Over at Kate's Book Blog, Kate is thinking about how we become readers and grow as readers, and has created a meme about early reading experiences. The questions are very interesting, as are her responses. Here are mine.
1. How old were you when you learned to read and who taught you?
I learned to read when I was about 4. My most active teachers were Sesame Street and The Electric Company. I still believe that my early addiction to those two shows put me ahead of many other kids my age when it came to reading.
2. Did you own any books as a child? If so, what’s the first one that you remember owning? If not, do you recall any of the first titles that you borrowed from the library?
When I was very young we had a lot of Dr. Seuss books around the house, and other picture books I can't remember as well. But I don't really remember owning my own books until I was about 8 or 9. The first books I remember owning were Nancy Drew books. The first books I remember borrowing from the library were the Little House books and the Katie John books, though I'm sure I borrowed books from the library before those.
3. What's the first book you bought with your own money?
That's an easy one. Nancy Drew, probably somewhere around #30 or 40. I was completely addicted to Nancy Drew for about a year, maybe two. The only thing that cured my addiction was running out of books in the series. Then I moved on to Trixie Belden (who I ultimately liked better).
4. Were you a re-reader as a child? If so, which book did you re-read most often?
I don't remember being much of a re-reader when I was a child. I am now! But I was more eager to get the next book in the series, or to find a new series. I was sad when I found out that Louisa May Alcott was long dead and there were no more books by her. So when I did any re-reading at all, it was usually Alcott books.
5. What's the first adult book that captured your interest and how old were you when you read it?
Somehow I got interested in Sherlock Holmes when I was about 12 or 13. This led me to Agatha Christie, and on to Alistair MacLean. By the time I emerged from those, I was pretty much done with children's books (except for Trixie) until college.

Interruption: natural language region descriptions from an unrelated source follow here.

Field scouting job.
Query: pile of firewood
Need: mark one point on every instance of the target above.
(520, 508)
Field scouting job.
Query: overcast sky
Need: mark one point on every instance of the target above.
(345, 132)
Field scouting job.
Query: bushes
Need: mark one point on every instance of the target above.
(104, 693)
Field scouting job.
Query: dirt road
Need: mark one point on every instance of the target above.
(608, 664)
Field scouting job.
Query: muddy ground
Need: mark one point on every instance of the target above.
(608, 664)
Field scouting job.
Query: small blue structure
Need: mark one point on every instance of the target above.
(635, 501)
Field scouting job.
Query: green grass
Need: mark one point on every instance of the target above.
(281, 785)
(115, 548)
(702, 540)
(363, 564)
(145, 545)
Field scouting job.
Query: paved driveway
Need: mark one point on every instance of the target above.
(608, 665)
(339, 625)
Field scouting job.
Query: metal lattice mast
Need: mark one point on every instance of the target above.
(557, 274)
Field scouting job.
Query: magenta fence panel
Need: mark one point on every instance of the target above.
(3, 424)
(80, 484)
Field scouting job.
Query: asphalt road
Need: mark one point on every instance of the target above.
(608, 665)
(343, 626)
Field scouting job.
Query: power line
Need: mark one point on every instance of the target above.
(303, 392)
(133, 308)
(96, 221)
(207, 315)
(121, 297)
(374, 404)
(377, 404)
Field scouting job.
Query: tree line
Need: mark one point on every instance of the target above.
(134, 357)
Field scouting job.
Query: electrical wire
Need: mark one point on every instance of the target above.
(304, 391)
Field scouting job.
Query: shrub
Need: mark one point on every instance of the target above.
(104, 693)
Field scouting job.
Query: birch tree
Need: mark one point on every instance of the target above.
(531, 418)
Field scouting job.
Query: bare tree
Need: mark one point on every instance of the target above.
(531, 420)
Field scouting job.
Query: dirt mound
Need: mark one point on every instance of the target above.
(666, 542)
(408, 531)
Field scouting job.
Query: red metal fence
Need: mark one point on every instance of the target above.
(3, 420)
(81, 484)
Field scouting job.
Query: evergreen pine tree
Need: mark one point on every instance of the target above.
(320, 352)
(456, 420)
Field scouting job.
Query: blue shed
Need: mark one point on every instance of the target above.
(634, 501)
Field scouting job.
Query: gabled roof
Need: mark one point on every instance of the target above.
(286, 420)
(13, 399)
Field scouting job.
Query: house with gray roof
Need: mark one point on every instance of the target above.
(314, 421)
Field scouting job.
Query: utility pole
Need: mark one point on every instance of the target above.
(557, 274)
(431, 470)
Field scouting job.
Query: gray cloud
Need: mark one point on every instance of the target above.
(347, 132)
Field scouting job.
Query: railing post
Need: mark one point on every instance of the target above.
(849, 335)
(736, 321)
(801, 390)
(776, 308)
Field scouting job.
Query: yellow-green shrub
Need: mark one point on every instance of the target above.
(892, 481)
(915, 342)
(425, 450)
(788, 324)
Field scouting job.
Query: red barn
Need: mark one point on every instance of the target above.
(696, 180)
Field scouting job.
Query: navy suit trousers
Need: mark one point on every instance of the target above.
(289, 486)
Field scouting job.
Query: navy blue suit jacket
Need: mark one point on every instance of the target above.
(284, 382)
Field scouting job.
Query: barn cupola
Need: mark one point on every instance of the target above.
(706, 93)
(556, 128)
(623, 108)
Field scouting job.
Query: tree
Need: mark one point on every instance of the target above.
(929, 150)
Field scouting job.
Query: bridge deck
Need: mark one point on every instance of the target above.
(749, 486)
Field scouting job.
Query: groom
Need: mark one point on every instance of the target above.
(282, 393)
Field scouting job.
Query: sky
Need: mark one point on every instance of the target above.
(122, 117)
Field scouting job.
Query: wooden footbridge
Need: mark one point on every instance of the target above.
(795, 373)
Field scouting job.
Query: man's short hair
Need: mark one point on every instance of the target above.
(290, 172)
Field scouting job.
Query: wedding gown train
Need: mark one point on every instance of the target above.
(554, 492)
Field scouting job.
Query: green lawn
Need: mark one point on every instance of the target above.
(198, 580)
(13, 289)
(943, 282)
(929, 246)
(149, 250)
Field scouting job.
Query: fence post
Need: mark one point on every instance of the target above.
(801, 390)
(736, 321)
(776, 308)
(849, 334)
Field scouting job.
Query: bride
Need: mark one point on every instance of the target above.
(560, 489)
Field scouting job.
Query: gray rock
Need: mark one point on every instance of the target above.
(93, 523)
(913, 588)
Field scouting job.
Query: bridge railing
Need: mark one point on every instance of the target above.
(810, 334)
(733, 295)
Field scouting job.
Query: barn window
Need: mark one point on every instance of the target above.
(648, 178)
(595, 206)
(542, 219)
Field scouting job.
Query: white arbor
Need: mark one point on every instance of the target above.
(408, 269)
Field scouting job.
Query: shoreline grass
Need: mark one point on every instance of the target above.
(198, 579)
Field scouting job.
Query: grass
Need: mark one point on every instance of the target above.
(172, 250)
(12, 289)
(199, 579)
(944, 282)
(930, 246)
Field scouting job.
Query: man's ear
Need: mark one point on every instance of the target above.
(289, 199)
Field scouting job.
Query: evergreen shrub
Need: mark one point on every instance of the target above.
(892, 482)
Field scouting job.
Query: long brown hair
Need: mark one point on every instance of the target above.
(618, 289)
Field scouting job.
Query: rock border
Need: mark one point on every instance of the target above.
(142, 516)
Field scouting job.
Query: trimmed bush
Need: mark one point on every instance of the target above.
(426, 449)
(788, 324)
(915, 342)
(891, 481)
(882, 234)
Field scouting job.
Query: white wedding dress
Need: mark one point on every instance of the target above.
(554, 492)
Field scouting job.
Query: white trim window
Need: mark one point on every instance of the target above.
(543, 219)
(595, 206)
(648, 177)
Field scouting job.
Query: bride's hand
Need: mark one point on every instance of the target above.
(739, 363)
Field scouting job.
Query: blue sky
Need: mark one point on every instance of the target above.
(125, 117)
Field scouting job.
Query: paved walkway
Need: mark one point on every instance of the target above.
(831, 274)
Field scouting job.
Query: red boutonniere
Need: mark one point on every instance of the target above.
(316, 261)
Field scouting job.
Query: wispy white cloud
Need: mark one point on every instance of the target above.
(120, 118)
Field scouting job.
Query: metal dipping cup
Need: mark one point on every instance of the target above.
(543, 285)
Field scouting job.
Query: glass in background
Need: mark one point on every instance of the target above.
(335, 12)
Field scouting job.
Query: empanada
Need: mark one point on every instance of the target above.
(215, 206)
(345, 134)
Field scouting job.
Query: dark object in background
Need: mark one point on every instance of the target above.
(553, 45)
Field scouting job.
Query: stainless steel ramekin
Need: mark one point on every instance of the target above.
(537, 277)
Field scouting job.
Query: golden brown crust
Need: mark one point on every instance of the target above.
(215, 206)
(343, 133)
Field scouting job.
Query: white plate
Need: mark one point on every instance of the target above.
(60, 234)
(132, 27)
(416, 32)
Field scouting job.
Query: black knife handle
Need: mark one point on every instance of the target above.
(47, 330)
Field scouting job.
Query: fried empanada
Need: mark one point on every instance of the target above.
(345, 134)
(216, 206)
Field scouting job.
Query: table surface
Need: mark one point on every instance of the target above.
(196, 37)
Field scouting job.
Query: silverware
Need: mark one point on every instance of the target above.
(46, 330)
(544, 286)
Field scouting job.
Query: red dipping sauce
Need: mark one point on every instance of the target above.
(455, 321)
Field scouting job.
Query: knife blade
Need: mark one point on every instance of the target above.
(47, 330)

6. Are there children’s books that you passed by as a child that you have learned to love as an adult? Which ones?
One evening at the end of my sophomore year of college, when I should have been studying for finals, I ended up browsing the children's section of a local bookstore. That night I discovered a line of books published by Dell called Yearling Classics. It included titles I already knew (like Little Women and The Five Little Peppers) but also titles I'd never heard of that turned out to be wonderful books (Daddy-Long-Legs, Girl of the Limberlost, The Princess and the Goblin, etc). And that easily, just in leafing through and then reading a few of the books, I was hooked again on children's literature.
I went on to do my undergraduate thesis and my graduate work in children's literature. But during this time, I focused on a pretty narrow scope of books -- girls' books written in North America in the late 19th century or early 20th century. So there were so many children's books I was missing, even then. And I still have a lot of catching up to do.
So... what's your early reading story?